Closed EvenGu closed 2 years ago

EvenGu commented 2 years ago

Hi, I am banging my head trying to prepare the label_3d_file in the Matlab that can be used to train a DANNCE model. I use DeepLabCut to get 2D labels, and trained a COM network. The COM predictions look alright. Unfortunately, my DANNCE model (finetuned from one of yours that takes 3 cameras) makes terrible predictions. I am therefore examing the code to see how the label_3d_file is used.

I find this line of code buggy: https://github.com/spoonsso/dannce/blob/cefd782aee1fce2044c7cef6237dfc207034fc68/dannce/engine/serve_data_DANNCE.py#L84 Here data is the 2D labeled data in the shape of (nFrames, 2, nKeypoints). The above line will subtract 1 from all elements which will result in a shift in all the 2D positions. It has nothing to do with the Matlab "1" indexing as suggested by the comment one line above. For indexing, one should subtract 1 from data_sampleID and/or data_frame (?). This line might not harm the model much because shifting by 1 pixel is no big deal. But I would like to point it out and make sure I understand the code correct.

In addition, my current data_3d comes from simple triangulation. I don't use the labdel3D gui. How many 3d labels should I provide to train DANNCE? My trainning video has about 12000 frames, and I have about 6000 trianglated 3D points. -- I only triangluated from 2D points whose confidence (using DLC) is about 0.95. Is that enough? Am I doing this corrected?

Looking forward to your reply and thank you in advance!

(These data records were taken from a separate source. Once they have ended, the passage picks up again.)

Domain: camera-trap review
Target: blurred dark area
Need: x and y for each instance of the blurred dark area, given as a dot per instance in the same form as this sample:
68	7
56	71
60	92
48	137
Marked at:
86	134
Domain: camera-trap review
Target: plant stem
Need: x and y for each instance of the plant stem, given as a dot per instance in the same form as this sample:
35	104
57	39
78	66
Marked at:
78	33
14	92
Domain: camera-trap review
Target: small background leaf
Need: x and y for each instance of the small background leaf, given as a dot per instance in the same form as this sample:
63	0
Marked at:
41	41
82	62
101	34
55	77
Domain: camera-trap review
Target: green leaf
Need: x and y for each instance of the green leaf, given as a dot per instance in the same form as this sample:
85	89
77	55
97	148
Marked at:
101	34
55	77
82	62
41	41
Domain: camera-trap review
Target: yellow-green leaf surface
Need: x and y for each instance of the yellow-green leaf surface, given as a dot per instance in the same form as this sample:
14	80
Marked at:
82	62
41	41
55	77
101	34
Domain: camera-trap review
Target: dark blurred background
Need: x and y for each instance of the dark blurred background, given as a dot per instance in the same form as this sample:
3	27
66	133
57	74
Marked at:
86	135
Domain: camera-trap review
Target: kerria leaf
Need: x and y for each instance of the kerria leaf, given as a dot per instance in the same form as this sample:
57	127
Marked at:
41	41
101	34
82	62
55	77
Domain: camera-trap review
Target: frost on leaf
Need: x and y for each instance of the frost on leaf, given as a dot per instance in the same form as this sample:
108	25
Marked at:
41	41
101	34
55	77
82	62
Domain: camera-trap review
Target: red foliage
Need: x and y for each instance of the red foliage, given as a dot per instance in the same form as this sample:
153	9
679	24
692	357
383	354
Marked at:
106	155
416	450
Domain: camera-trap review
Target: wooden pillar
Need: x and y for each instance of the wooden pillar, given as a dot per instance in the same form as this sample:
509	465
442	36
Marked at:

spoonsso commented 2 years ago
  1. We are using python/opencv coordinate system, with the top-left pixel at (0,0), whereas Matlab uses (1,1) because they use "1" indexing.
  2. This 2d data is not actually being used for dannce training, only for com.
  3. You should have more than enough data, assuming the 3D labels cover a wide variety of poses (more on this below) and are accurate, so I suspect there is something else wrong. Can you visualize your labels with Label3D? This will allow you to verify that your (1) required dannce variables are set up correctly, (2) your camera calibrations are solid, (3) you cameras are synchronized properly, and (4) your triangulated 3D labels are good.

I am a little confused about your 3d labeling strategy, though. From the sound of it, there are certain poses that DLC is tracking well (although I recommend visualizing them to be sure, as I would with any labels I were using in general), and you are only using those as training frames for DANNCE with the hope that DANNCE can learn to track the poses DLC is not tracking well. But by construction DANNCE will not have access to the hard poses whose tracking you would like to improve because you have excluded them from the training set. And having DANNCE learn to track the poses that DLC is already working well on is superfluous, since DLC is already tracking those well.